I have been in constant contact with these two forms of media, but the increasing mundanity of this contact has made me forget how much I love them. The activities of listening to music and reading are daily occurrences for me: I constantly have my iPod on as I commute and my iTunes is almost always up when I am at home. And, as a lit major, I always have some sort of reading associated with my classes. At times, I do both activities simultaneously, switching my iPod on as I plow through a text.
Finding myself with a bit of free time, however, I finally returned to my mythical and beloved pastime of pleasure reading. There is nothing better than sitting down to read a book of my own choosing which I can breeze through at my own pace and my own leisure without concern for a deadline or for the quotes that I will pull from it for my essay. Yesterday, I spent all afternoon curled up in the windowsill of a random, third-floor room of the Louvre finishing off a Patrick Modiano book that I had been wanting to read. The room’s aubergine walls, Dutch paintings and perfect view of the Palace Royal made the experience all the more magical. I had forgotten that magic.

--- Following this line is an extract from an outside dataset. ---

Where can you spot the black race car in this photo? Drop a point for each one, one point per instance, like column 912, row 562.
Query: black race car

Likewise, in constantly surrounding myself with music, I had forgotten its power. I forgot its magical ability to transport the listener across space and time to past eras – its ability to make memories come alive. On a recent stroll through my iTunes catalogue, I haphazardly clicked on the music of Linkin Park, a band my “Last Played” column revealed that I had not listened to in over two years. As the songs played, I was suddenly immersed in the faux teenage angst of my freshman year of high school. My musical tastes may have changed since then, but I still knew all the words, and I was pleased to revel in the memory of it all, no matter how unsophisticated the music may be.
Going further back, I recently acquired a Nanci Griffith album on my computer. This same exact “retrospective,” in cassette-tape form, was one of a number of albums that served as the soundtrack of my youth. Certain classics from my dad’s massive tape collection – which I distinctly and fondly remember organizing and re-alphabetizing each year with my brother and dad – are ingrained in my subconscious. Whenever I hear these songs, I am transported back to the pleasant memories of that safe and simple time when I still had a home and our family was all together, when I didn’t have to worry about the future and I didn’t know what stress what. What’s more, when the songs are actually great, it’s even more of a pleasure to return to them. When I was young, I may have liked the songs, but I didn’t understand how amazing of a songwriter Nanci Griffith is.
I am glad I have rediscovered this magic.